Он жил нормально, совсем не так, как отец. И это было хорошо. Не прямо сейчас хорошо, а вообще – если посмотреть на жизнь Аслана из космоса. Он иногда смотрел.

Он бы и дальше так жил, если бы город не надорвался. Наверное, он рассыпа́лся постепенно, а может – Аслан теперь иногда мучил себя этой мыслью – город сразу был злой дырой? Может, он только притворялся звёздной гаванью, чтобы подпустить таких дурачков, как Аслан, поближе, да сразу и причмокнуть?

Вряд ли. Просто испортился. Скис. Забродил. Надо было почувствовать вкус и уйти. Убежать. А он медлил.

И город забрал Давида.

Сын сказал:

– Никогда не звони, понял?!

Он это не серьёзно, подумал Аслан, и протянул руку – похлопать Давида по плечу.

А Давид с размаху влепил ему в челюсть.

– Зачем ты это делаешь? – спросил потрясённый Аслан, утирая кровь.

А Давид не слушал. Давид ушёл.

Так пришлось учиться жить без сына, без жены. Без всех – потому что все на свете сразу выключились, потеряли резкость. Аслан уехал в Солонцы. Пил. Изматывал себя походами в гору и обратно. Просто так, просто чтобы не на одном месте. Плакал, глядя на небо и бормоча почему-то строчки из советских мультфильмов. Про попугаев.

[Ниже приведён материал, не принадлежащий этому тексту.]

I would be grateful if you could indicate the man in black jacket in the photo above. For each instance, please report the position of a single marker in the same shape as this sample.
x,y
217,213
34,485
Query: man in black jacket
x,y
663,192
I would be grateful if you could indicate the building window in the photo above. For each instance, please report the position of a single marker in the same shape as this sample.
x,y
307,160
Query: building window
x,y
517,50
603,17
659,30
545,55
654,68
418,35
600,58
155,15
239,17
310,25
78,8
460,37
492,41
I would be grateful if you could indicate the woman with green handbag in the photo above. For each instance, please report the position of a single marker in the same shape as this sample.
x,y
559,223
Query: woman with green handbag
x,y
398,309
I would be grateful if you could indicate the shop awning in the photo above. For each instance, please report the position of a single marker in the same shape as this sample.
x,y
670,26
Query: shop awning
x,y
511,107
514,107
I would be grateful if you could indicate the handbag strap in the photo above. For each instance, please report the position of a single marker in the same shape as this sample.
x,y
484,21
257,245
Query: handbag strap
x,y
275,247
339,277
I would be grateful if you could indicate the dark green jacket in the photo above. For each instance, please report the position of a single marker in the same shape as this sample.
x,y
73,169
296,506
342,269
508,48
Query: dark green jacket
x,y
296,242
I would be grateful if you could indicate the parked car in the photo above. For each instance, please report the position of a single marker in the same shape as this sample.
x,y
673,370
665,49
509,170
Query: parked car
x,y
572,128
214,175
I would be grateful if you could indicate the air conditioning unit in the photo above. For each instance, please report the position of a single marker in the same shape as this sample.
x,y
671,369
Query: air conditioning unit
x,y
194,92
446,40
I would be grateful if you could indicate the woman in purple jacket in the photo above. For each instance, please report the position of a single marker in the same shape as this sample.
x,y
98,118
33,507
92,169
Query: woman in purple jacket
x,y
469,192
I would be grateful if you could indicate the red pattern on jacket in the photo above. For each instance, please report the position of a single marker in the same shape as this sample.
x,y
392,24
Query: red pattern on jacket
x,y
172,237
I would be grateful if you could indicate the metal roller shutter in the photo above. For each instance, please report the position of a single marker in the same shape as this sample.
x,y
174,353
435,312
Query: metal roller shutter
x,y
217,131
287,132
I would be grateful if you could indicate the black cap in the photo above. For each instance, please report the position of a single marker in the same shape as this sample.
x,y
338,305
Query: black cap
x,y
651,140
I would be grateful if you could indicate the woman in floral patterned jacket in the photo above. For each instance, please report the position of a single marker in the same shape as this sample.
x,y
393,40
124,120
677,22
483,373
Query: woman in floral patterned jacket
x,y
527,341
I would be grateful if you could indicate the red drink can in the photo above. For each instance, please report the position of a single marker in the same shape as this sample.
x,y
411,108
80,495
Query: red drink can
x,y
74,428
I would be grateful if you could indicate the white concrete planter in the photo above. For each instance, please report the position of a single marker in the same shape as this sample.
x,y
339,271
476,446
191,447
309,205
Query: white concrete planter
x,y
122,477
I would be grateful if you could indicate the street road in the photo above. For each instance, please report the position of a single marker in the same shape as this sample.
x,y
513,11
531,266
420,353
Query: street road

Он примирился с тем, что го́рода больше не будет, только через два года. Когда вспомнил про своего отца. И всё равно не пошёл смотреть, где его могила, – пусть до Бадалыка и было всего ничего.

У нас с Давидом всё равно лучше, чем было у нас с ним, понял Аслан. И немного успокоился. И забылся работой.

А потом.

Потом.

Соседка сказала. Лицо Давида в телевизоре. Аслан набрал, поехал, в УВД, в СИЗО, в прокуратуру, в следственный комитет, к адвокатам, к другим адвокатам, в землячество – никогда бы к ним, но тут нельзя. И везде одно и то же. Одни и те же.

Он так и не попал к Давиду. Только в телевизоре. В интернете. Он купил такую штуку, приставку, записывать новости. Смотрел, смотрел, смотрел. Плакал.

А когда смог хоть немного соображать, пошёл к Спартаку. Спартак его помнил. Спартак всех помнит, в том-то и дело. Скверно, сказал Спартак. Скверно, согласился Аслан. Я узна́ю, сказал Спартак. Ты же знаешь, заверил Аслан. Нет, это ты знаешь, сказал Спартак.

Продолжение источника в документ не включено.